Brigadefuhrer Fritz Witt, the commander of the Hitler Jugend, sent Standartenfuhrer Kurt Meyer to see Feuchtinger and Richter in the headquarters tunnel on the edge of Caen. Meyer, the commander of the 25th SS Panzergrenadier-Regiment, was an utterly devoted Nazi and a ruthless fighter. Tall, blue-eyed and good-looking, he was the beau ideal of a Waffen-SS leader. His men called him ‘Panzer Meyer’ in admiration. He finally found the 716th’s headquarters in the very early hours of 7 June. The entrance was crammed with wounded. He told Richter, ‘It has taken about eight hours to reach you here. I spent more than four hours in road ditches because of air attacks.
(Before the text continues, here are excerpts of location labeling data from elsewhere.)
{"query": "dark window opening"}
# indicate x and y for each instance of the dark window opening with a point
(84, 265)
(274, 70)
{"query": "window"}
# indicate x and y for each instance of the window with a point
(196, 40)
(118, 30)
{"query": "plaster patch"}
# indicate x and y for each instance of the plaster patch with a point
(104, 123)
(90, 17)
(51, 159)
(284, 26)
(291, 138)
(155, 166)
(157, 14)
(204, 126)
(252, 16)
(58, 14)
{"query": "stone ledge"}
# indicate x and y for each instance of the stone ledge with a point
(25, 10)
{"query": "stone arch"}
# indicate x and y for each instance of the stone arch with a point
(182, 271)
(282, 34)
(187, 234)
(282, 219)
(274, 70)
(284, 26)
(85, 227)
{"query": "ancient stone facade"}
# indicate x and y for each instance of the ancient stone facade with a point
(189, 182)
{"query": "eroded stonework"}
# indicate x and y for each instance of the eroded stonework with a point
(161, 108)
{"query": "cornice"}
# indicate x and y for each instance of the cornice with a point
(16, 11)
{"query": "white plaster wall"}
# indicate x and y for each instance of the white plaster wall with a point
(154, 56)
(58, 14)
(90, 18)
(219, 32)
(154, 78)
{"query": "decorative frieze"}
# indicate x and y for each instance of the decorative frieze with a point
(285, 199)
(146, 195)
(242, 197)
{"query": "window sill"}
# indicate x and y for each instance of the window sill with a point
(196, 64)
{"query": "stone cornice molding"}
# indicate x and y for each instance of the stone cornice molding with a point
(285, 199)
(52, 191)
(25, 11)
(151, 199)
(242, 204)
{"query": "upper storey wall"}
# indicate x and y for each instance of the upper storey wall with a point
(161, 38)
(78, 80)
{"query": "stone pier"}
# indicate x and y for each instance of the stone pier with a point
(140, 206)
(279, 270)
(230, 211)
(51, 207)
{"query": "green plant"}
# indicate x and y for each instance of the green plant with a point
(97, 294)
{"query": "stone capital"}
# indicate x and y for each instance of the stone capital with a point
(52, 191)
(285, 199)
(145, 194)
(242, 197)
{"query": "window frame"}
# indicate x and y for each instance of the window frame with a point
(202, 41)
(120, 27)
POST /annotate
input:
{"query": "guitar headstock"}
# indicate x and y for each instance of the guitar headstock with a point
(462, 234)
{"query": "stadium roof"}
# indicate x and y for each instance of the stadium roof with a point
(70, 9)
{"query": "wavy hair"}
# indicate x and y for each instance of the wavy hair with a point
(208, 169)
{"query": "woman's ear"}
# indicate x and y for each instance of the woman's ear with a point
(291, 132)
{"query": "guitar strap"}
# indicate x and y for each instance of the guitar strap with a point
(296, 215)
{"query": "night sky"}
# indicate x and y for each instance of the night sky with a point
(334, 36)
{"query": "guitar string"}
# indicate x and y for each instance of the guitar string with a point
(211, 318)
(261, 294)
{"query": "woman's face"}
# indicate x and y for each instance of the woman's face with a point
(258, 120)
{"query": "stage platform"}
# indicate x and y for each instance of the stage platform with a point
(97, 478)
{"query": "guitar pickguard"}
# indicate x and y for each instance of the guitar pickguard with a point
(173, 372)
The march columns of the division are suffering heavy losses.’ The Hitler Jugend referred to Allied fighter-bombers as ‘meatflies’.

After studying the marked-up map during their briefing, Meyer arrogantly dismissed Feuchtinger’s concerns about enemy strength. ‘Little fish!’ he said. ‘We’ll throw them back into the sea in the morning.’ But the great counter-attack had to be postponed. The Panzer Lehr Division coming from the south continued to suffer even more from air strikes than the Hitler Jugend. The disastrous loss of fuel to Allied air attack also meant that it needed to take almost all of Richter’s own reserves. In addition, Richter claimed that he had to move the division’s field hospital back to near Falaise because, despite being ‘clearly marked with red crosses’, it was bombed and strafed constantly by Allied aircraft.

The complications of the German command structure added greatly to the confusion. The Seventh Army was responsible for the coast, yet I SS Panzer Corps became part of General Geyr von Schweppenburg’s Panzer Group West. Geyr himself wrote later, ‘At a moment when everything depended on rapid action, orders were issued to just two and three-quarter Panzer Divisions by the following headquarters: I SS Panzer Corps, Panzer Group West, Seventh Army at Le Mans, Army Group B, OB West and OKW.’

Geyr, who believed like Guderian in the importance of a massive panzer counter-attack, was shaken to find how effective the Allied bombing of key towns had been in blocking approach routes. Having strongly opposed the idea of deploying panzer divisions close to the coast, he still refused to acknowledge that Rommel’s healthy respect for Allied air power had been more prescient. Geyr was to suffer for this hubris when Ultra intercepts identified the exact location of his headquarters a few days later.